Depuis, T. V. Raman poursuit sa quête d’une meilleure accessibilité de l’informatique pour les personnes souffrant d’un handicap visuel. C’est à ce titre qu’il participait, la semaine passée à Genève, à l’édition 2010 de la conférence Sigir, qui réunit chaque année des spécialistes de la recherche d’informations sur Internet. Aujourd’hui, une part considérable de la navigation se fait via des téléphones mobiles, dont la caractéristique de plus en plus courante est d’être pilotés exclusivement par le biais d’un écran tactile parfaitement lisse.
Un «guide» et un chien
Mais si la plupart des gens considèrent que c’est là un handicap de plus pour ceux dont la vue n’est pas parfaite, T. V. Raman a au contraire choisi de tirer le meilleur profit des avantages de ces smartphones de la nouvelle génération et d’en faire bénéficier ses pairs. «En arrivant à mon hôtel, j’ai pu immédiatement savoir quels étaient les restaurants à proximité. Cela peut changer notre vie. Les applications liées au GPS, par exemple, sont très intéressantes. Avec le téléphone pour être guidés et un chien pour éviter les obstacles, les aveugles peuvent gagner énormément d’indépendance», explique l’ingénieur, soulignant à quel point il leur est difficile de retrouver le bon chemin lorsqu’ils se sont trompés de rue.

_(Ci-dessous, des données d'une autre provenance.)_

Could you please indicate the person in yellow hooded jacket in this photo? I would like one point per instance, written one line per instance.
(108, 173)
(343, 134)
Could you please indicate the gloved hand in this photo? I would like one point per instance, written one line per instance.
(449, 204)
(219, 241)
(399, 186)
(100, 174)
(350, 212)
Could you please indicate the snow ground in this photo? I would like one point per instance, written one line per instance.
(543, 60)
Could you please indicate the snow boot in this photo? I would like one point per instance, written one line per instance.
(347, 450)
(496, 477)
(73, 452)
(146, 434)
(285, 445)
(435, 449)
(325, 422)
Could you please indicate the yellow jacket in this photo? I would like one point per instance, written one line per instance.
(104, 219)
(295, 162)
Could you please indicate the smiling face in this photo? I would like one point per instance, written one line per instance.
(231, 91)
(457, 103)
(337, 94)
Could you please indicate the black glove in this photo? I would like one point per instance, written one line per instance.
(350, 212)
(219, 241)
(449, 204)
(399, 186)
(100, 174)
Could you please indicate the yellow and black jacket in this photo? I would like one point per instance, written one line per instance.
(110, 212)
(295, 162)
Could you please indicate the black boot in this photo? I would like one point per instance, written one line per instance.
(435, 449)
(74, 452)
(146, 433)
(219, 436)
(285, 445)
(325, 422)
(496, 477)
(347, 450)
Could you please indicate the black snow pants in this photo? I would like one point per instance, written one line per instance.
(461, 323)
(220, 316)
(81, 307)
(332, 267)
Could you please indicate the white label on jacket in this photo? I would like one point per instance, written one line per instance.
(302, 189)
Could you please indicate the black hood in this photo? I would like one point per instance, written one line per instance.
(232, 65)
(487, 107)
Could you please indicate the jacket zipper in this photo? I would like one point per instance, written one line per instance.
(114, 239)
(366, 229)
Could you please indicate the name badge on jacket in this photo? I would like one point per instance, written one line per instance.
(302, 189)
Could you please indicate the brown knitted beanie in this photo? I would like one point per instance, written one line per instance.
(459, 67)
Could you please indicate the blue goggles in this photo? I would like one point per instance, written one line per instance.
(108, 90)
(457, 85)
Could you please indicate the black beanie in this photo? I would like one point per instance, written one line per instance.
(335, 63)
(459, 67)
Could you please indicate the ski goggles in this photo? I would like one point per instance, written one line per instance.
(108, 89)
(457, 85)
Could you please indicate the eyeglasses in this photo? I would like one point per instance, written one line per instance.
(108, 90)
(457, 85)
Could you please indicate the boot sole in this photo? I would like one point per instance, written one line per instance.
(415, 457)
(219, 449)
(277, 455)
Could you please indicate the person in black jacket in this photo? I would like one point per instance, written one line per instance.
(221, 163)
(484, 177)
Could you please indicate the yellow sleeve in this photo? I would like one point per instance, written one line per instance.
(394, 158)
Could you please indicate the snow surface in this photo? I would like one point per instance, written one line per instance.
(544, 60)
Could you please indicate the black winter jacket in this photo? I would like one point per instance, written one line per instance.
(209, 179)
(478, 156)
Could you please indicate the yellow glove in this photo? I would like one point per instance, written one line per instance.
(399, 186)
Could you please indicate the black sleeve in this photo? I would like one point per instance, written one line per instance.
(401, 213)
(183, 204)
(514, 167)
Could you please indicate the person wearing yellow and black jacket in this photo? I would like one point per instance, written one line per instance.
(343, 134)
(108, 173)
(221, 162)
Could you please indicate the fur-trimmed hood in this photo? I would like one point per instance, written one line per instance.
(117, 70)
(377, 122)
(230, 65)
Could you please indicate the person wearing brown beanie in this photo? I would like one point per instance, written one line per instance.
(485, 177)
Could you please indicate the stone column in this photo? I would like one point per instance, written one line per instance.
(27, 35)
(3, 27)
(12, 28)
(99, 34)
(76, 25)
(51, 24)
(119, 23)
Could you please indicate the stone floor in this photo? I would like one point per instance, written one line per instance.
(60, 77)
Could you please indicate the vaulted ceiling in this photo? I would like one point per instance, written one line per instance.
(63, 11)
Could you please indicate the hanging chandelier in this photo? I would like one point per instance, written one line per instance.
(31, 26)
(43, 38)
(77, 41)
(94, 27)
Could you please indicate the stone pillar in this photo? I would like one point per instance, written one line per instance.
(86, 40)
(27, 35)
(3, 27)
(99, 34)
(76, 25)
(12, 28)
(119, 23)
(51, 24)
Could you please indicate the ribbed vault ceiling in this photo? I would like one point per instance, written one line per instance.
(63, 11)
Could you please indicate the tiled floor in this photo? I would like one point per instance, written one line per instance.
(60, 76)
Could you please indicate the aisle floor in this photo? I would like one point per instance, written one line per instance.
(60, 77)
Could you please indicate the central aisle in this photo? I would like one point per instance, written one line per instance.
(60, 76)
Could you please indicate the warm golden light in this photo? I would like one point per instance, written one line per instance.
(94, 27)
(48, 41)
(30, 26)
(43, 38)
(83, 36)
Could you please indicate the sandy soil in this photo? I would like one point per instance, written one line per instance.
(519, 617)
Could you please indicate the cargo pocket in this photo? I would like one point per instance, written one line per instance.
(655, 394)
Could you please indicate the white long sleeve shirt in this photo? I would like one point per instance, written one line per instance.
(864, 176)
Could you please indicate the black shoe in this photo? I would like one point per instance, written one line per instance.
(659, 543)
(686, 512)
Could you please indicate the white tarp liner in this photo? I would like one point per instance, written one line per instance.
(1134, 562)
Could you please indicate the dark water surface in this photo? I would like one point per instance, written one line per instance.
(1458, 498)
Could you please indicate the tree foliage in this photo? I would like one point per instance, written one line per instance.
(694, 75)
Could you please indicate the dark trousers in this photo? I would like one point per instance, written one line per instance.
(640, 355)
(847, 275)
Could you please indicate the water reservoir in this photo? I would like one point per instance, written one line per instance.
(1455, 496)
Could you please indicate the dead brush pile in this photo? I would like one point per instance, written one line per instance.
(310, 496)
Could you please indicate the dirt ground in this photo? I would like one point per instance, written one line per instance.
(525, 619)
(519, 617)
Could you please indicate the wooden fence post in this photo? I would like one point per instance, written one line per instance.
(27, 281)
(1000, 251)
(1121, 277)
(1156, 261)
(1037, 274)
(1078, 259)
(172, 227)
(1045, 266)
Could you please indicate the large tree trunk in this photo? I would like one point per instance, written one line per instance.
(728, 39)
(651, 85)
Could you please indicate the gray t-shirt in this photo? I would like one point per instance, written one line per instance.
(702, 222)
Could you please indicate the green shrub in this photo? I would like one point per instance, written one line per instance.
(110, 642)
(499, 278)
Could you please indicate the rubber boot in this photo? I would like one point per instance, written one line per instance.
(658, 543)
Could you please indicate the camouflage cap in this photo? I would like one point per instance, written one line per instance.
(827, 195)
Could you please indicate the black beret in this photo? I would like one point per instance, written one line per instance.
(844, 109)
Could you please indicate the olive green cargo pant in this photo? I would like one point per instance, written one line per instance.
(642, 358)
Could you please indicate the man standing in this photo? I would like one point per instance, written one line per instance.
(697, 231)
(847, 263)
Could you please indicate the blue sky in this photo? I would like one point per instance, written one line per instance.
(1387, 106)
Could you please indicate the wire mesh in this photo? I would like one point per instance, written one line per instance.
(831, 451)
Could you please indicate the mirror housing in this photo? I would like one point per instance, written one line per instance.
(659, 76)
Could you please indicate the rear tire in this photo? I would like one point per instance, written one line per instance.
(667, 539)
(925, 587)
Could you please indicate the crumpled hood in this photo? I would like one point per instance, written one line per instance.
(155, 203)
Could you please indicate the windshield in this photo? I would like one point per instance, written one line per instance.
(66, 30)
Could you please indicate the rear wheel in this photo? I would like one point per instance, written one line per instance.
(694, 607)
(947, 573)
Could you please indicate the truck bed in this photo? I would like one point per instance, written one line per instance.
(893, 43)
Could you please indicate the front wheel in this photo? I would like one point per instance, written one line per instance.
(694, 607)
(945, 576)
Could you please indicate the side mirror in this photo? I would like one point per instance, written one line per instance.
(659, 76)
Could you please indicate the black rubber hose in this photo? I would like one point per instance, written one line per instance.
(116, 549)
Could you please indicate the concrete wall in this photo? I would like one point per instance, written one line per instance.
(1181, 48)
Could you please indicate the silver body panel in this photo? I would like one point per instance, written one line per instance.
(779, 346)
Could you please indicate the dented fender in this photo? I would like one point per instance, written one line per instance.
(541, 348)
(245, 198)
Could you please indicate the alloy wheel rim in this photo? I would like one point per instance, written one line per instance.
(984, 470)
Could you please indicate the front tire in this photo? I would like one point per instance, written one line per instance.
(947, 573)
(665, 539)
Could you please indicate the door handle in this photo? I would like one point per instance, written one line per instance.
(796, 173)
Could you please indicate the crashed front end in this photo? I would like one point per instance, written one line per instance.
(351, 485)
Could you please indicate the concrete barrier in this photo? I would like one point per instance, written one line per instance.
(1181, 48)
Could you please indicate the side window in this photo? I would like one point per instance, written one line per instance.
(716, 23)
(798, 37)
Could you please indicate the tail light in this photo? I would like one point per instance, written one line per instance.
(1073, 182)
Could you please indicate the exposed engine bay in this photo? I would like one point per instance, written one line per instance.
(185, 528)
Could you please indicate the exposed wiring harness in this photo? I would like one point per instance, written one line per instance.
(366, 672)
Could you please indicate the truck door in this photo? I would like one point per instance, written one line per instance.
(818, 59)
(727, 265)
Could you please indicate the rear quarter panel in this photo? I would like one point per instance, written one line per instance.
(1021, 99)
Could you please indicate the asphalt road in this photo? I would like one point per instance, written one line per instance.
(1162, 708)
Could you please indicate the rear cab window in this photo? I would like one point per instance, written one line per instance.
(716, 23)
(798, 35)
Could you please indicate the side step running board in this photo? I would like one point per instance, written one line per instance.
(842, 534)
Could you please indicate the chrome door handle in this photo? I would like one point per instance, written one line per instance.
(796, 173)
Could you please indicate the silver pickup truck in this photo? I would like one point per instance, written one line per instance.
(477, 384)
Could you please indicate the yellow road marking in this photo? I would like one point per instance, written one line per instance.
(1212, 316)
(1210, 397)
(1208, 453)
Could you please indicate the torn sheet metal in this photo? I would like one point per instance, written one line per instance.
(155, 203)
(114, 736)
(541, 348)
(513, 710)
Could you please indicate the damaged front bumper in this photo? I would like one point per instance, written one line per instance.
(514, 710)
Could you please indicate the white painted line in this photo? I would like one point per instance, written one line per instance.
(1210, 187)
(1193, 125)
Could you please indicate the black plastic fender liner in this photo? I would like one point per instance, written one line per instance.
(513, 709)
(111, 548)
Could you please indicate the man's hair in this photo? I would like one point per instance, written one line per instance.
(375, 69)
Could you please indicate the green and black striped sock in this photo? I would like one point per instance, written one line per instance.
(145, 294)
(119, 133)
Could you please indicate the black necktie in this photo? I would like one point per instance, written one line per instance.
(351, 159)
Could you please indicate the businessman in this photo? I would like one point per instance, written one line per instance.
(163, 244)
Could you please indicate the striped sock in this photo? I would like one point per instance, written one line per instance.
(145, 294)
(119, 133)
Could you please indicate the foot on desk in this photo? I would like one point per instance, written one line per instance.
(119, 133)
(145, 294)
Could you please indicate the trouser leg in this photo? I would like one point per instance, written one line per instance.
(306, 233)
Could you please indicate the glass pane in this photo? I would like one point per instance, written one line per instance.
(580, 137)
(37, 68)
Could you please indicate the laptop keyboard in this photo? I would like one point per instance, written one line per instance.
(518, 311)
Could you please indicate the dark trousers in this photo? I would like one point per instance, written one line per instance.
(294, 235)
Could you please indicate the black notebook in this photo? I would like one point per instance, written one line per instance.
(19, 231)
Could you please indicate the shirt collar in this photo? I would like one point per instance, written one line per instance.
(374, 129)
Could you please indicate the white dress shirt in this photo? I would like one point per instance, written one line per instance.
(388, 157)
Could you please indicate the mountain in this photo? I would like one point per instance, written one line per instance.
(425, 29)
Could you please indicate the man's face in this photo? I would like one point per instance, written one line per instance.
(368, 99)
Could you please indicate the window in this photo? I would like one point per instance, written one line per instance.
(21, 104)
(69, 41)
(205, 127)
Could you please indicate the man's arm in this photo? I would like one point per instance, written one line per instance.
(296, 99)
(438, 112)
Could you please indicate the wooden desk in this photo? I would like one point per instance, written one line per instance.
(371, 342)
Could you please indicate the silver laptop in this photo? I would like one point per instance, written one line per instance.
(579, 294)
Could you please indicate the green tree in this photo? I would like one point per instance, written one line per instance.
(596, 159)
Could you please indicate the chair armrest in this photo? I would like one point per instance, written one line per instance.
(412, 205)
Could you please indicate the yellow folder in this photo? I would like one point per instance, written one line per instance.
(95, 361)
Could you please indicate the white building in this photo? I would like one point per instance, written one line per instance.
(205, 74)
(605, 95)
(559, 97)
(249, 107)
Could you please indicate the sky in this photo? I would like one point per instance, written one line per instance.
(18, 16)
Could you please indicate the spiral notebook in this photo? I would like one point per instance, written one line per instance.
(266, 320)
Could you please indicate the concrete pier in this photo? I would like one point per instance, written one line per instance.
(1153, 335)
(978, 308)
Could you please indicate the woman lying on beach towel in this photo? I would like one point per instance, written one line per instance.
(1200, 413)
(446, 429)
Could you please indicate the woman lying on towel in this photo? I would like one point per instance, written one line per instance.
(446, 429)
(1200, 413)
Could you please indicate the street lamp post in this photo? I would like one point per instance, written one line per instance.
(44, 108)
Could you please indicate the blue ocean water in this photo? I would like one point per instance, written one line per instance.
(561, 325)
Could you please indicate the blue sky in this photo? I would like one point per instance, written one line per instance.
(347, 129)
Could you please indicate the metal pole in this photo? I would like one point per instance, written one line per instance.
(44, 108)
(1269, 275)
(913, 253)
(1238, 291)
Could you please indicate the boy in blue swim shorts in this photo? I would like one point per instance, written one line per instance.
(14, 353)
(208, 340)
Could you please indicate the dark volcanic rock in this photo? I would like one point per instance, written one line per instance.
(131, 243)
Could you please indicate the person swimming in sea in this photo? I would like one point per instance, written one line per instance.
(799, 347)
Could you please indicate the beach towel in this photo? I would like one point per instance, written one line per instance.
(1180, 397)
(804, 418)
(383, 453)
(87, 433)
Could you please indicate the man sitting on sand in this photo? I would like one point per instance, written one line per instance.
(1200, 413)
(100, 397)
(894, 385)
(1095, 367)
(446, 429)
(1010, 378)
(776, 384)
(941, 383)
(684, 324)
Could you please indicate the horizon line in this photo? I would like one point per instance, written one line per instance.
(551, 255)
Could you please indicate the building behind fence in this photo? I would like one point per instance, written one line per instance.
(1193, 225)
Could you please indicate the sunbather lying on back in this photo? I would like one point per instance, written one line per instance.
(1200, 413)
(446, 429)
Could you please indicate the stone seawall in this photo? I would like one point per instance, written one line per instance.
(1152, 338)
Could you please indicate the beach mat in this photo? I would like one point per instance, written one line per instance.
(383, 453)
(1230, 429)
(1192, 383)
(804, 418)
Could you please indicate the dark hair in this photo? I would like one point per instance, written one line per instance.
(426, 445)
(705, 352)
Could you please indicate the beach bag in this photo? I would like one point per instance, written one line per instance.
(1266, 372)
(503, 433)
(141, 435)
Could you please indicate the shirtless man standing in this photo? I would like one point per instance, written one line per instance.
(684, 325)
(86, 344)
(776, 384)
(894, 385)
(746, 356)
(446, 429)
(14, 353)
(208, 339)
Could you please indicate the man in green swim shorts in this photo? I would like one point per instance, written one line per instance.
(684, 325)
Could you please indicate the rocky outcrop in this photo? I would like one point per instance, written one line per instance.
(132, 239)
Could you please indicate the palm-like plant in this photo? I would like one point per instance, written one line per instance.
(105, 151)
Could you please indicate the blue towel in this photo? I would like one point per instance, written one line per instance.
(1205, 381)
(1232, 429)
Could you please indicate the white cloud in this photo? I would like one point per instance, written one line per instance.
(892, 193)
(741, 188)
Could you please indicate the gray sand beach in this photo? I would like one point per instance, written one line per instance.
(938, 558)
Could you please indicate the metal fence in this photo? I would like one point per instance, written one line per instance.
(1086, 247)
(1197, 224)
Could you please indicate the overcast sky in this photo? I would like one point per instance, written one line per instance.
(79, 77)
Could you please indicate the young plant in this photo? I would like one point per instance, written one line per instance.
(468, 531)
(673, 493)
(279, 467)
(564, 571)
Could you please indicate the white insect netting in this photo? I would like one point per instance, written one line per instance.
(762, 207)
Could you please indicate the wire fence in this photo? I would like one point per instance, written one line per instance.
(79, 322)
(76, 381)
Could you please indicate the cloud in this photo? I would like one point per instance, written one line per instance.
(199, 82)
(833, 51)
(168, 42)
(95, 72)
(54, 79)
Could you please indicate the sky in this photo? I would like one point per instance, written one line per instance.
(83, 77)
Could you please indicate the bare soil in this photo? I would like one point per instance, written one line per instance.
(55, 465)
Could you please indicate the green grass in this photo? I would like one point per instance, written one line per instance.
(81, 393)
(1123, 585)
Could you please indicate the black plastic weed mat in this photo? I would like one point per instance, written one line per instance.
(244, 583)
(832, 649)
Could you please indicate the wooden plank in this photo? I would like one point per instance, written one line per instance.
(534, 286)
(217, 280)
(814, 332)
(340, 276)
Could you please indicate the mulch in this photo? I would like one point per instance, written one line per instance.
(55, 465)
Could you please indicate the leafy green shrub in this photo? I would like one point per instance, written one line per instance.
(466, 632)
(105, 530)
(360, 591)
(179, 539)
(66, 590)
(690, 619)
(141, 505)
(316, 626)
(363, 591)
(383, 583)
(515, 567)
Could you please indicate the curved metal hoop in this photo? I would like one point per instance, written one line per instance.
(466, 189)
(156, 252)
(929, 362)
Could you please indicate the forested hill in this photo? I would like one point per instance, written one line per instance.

Mais avant de pouvoir profiter des fonctions avancées, il faut d’abord contrôler l’appareil. T. V. Raman a d’ores et déjà développé un système ingénieux pour composer les chiffres: où qu’il pose le doigt sur son écran, c’est le «5» d’un pavé numérique virtuel qui apparaît Un mouvement vers le haut, il compose un «8». En bas à droite, c’est un «3». Un système similaire, qui se décline en quatre «disques», lui permet d’écrire des lettres et quelques symboles courants. Par exemple pour accéder aux applications ou au répertoire. A chaque changement de «touche», l’appareil émet un son, une petite vibration et annonce le caractère sélectionné. «C’est indispensable car cela permet de matérialiser le contact», explique l’ingénieur.
Pour les automobilistes…
Ces interfaces ont été développées sur Android, le système d’exploitation pour portables de Google. Apple, de son côté, a aussi ajouté quelques options d’accessibilité sur la dernière version de son logiciel iPhone. Pourquoi tant d’efforts, pour un public somme toute peu nombreux? «Google veut offrir son service à tous les utilisateurs, répond T. V. Raman. De plus, ces développements pourront aussi servir à d’autres usagers. Pensez, par exemple, aux automobilistes, qui ne peuvent pas regarder l’écran en conduisant!»
A côté des efforts menés sur les mobiles, les chercheurs travaillent aussi sur la navigation Web, en faisant en sorte que les résultats d’une requête Google puissent tenir compte de l’accessibilité de la page aux malvoyants. «Mais le plus gros défi, à mon sens, reste la saisie de texte sur les portables. Même pour les personnes qui ont une bonne vue, ces minuscules claviers ne sont pas satisfaisants. Ce problème-là reste entièrement ouvert», conclut T. V. Raman.